For the CO2 powered models, I’d use an airgun-quality BB/pellet trap, either bought as a bespoke unit or made from materials bought at the hardware store. Many of these guns fire in the 400fps+ range so choose your back stop wisely. You’ve got to stop and contain the BB. And I recommend not firing the CO2 models in just a regular room, even with a good back stop—head to the basement, garage, or better yet outside.

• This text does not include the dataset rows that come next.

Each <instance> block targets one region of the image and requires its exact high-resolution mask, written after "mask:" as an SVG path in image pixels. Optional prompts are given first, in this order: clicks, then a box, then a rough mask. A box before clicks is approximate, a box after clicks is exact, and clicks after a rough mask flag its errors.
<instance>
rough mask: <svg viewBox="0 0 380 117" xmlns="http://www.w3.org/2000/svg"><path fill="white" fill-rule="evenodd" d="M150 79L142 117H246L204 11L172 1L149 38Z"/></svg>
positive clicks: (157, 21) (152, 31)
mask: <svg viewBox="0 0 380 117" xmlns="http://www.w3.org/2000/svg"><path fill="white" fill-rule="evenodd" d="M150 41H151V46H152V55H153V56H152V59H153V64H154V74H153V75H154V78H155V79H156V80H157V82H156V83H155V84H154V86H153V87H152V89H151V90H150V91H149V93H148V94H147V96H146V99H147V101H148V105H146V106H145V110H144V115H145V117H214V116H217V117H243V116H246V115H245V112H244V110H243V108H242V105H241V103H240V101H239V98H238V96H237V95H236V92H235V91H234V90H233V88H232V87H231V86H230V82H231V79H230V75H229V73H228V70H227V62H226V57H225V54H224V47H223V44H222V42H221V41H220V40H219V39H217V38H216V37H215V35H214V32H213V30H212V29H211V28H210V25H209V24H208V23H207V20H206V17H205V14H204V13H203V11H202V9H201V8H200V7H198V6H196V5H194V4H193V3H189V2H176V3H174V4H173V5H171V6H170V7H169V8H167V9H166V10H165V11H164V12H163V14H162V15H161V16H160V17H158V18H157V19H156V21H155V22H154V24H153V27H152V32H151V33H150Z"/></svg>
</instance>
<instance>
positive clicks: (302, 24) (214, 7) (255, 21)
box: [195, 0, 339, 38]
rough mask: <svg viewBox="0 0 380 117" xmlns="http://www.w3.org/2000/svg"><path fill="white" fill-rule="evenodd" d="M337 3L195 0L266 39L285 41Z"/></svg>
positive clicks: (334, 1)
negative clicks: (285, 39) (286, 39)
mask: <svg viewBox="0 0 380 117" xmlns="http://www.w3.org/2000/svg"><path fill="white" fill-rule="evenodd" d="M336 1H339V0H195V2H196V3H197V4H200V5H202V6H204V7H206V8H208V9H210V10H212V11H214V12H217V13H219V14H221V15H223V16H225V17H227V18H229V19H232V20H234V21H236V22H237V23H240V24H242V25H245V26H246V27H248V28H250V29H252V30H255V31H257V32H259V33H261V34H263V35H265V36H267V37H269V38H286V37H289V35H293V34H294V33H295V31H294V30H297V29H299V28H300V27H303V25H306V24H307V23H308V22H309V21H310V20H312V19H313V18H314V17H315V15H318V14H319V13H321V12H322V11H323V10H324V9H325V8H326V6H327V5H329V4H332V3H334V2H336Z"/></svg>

When it comes to the green gas guns, making a good back stop is a lot easier. You can probably find some things around the house that can be put to use. I use a good-sized cardboard box (big enough for my paper target with room to spare) with a large portion of the center of one side cut out (my target side). I’ve stapled an old t-shirt to hang in the interior of the box and threw in some plastic bubble packaging and old packing paper from Amazon orders in between the shirt and the opening. You’ll need to experiment to find what works best for your particular gun and the space you’re using.
Yes, follow the same rules you would with a real firearm. Don’t get into some bad habits just because it’s an airsoft gun. Watch your muzzle discipline, keep your finger off the trigger and up on the frame when not on target, and wear eye protection (anyone else in the vicinity must wear eye protection as well). Make adjustments to your back stop if the BBs are not being stopped and contained.